NCLAT Dismisses ED’s Appeal as Time-Barred: Limitation Begins from Date of Order, Not Knowledge [Read Order]
Limitation Begins on Date of Order: NCLAT Dismisses ED’s Appeal as Time-Barred
Limitation Begins on Date of Order: NCLAT Dismisses ED’s Appeal as Time-BarredThe National Company Law Appellate Tribunal (NCLAT) has dismissed the Directorate of Enforcement’s (ED) appeal challenging the approval of a resolution plan, holding that the appeal was filed beyond the statutory time limit.
The appeal was filed against an order passed by the National Company Law Tribunal (NCLT), Kolkata Bench, on 7 January 2025, wherein the resolution plan of Varutha Developers Pvt. Ltd. was approved. The ED sought to challenge this approval, arguing that it did not know the order until 25 February 2025, during proceedings before the Appellate Tribunal under the Prevention of Money Laundering Act (PMLA).
On this basis, the ED sought condonation of a 14-day delay, contending that if the limitation were counted from the date of their knowledge (25 February), the appeal filed on 9 April would fall within the outer limit of 45 days (30 days plus 15 days condonable). In the alternative, they sought condonation of a 62-day delay from the date of the order itself.
The Tribuna, however, rejected this argument, stating that the IBC prescribes a strict and non-negotiable timeline for appeal: 30 days from the date of the order with a maximum condonable extension of 15 days and nothing beyond that.
The core issue before the Tribunal was whether the limitation period for filing an appeal under Section 61 could be computed from the date the appellant gained knowledge of the order, especially when the appellant was not a party to the original proceedings.
The NCLAT held that it cannot be computed like that and relied on several judgments, including the Supreme Court’s authoritative decisions in V. Nagarajan v. SKS Ispat & Power Ltd., Sanjay Pandurang Kalate v. Vistara ITCL (India) Ltd., and Tata Steel Ltd. v. Rajkumar Banerjee. The Tribunal asserted that the limitation begins from the date of pronouncement, not from the date of receipt or knowledge of the order.
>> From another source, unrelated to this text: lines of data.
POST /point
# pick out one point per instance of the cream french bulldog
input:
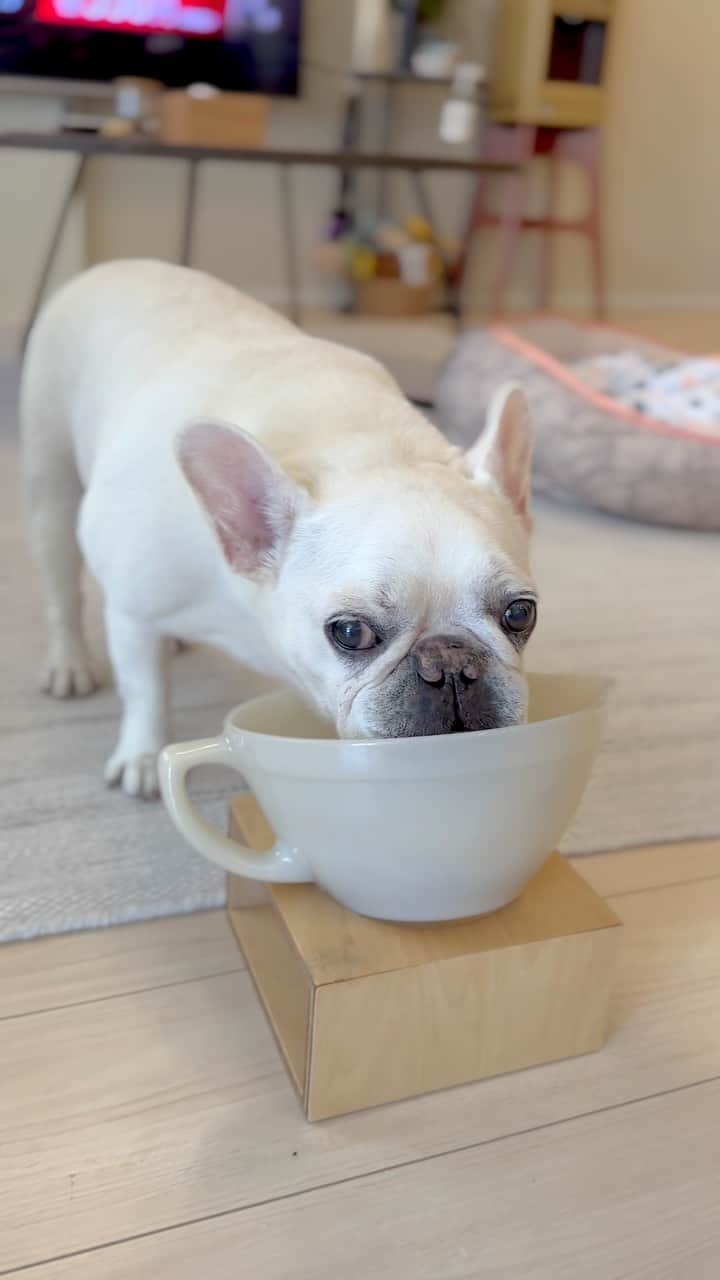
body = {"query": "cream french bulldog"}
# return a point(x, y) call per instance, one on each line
point(235, 481)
Quoting from V. Nagarajan, the NCLAT noted that accepting the date of knowledge as the starting point would defeat the purpose of the IBC’s time-bound resolution framework and open the floodgates to delayed and indefinite appeals.
The ED attempted to argue that because it was not a party to the NCLT proceedings, the limitation period should begin from when it learned of the order. But the Tribunal found no legal support for such a distinction. The recent Tata Steel decision reiterated that even non-parties must adhere to the statutory limit, and the law provides no scope for extending the timeline based on subjective knowledge.
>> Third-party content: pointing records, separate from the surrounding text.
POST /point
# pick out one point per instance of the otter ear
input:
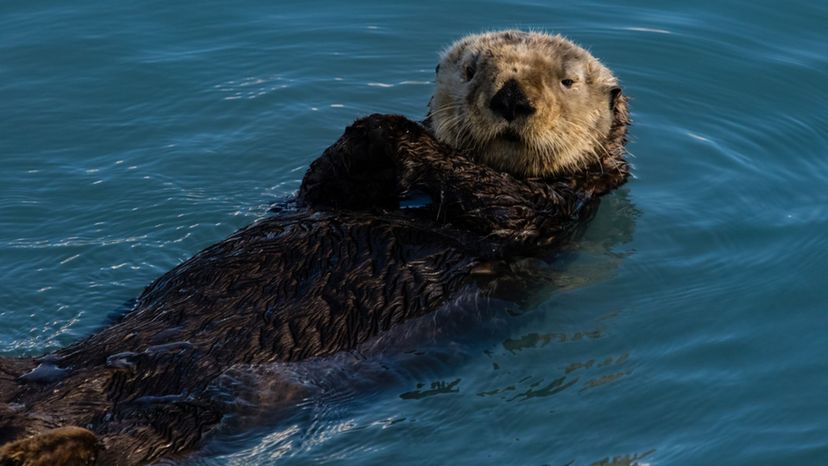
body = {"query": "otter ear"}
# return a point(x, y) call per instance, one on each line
point(615, 91)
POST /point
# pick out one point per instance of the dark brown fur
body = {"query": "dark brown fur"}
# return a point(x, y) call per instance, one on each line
point(345, 267)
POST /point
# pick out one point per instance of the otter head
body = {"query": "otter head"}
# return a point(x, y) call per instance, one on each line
point(528, 103)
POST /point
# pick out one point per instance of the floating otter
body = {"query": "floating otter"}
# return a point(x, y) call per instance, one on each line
point(345, 266)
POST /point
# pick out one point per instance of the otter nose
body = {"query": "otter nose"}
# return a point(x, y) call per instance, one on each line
point(510, 101)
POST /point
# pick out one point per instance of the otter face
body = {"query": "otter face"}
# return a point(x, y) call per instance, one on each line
point(528, 103)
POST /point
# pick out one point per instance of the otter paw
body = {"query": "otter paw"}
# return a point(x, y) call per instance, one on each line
point(65, 446)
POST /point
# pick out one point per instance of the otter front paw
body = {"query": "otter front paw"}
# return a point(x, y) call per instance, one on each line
point(360, 171)
point(65, 446)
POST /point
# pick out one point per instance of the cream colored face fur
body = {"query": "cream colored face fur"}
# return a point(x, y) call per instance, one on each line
point(571, 94)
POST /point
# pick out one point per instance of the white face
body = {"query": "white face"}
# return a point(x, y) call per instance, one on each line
point(526, 103)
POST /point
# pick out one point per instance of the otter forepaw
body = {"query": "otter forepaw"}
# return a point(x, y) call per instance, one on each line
point(64, 446)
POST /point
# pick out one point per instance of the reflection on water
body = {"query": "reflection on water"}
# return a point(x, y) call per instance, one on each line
point(683, 327)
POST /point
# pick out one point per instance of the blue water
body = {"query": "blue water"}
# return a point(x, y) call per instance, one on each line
point(687, 327)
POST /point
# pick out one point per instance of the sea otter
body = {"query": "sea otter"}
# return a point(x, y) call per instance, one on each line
point(524, 132)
The Tribunal asserted that the IBC is a self-contained code with strict deadlines to ensure prompt resolution. Any deviation from the statutory period, except as explicitly provided under Section 61(2), is beyond the Tribunal's jurisdiction
Having found the appeal filed well beyond the maximum permissible 45-day window, the Tribunal concluded it had no jurisdiction to condone the delay. As a result, the application for condonation of delay (I.A. No. 2327 of 2025) was dismissed, and the memo of appeal was rejected.